According to a recent survey conducted by Canada Real Estate Wealth (CREW), about 54% of readers including prominent investors in real estate believe that landlords should be responsible for their tenants’ for the nuisance of their tenants.
However, major players in the real estate industry suggest that the tenant selection process should be given greater attention. It is essential and of course, in his best interest, for a landlord to carry out comprehensive background checks on prospective tenants to ensure that the person abides by all the rules outlined in the rental agreement.
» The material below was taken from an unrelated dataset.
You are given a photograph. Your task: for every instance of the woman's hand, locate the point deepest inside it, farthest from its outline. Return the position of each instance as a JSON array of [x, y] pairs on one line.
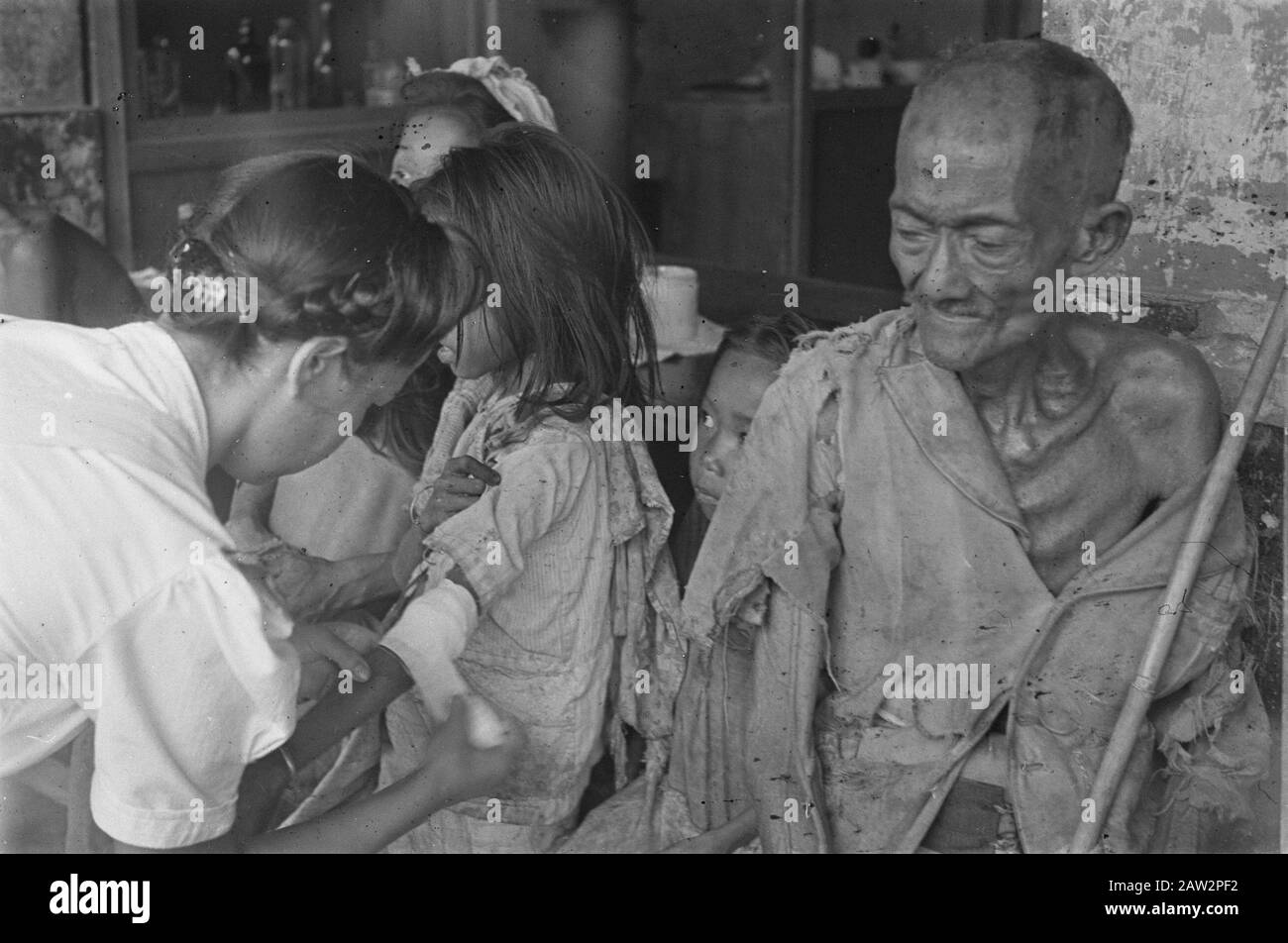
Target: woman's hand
[[325, 648], [460, 771], [310, 586], [464, 479]]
Check if the prospective tenant has had any past run-ins with the law, his former habitation and his relationship with the former landlord and of course, co-tenants at the time.
The landlord should also ensure that the tenant has reached the age of consent and so is responsible for their actions and decisions under the law.
It is important that the rental agreement includes nuisance and alcohol bylaws. But if such a bylaw is enacted, it is likely that landlords will be advised to include clauses in the rental agreement to indemnify the landlords against any legal action exerted upon the tenants.
Oftentimes, this is not even foolproof depending on the specifications of the bylaw.
Below half of respondents to the poll said landlords should not be held responsible especially as the tenants have a mind of their own and can think and act of their own free will and so, should be accountable for any unruly behavior.
If the proposed nuisance bylaw was passed and landlords were to pay fines for their tenants’ bad behavior, it could put them greatly at risk and in fact, goes against the tenets of the freedom and rights afforded to all Canadians under the constitution.
Tenants have the right to make decisions on their personal accord as adults in society, when they choose to flout municipal laws, like any other legal adult, they should be held responsible for their own actions.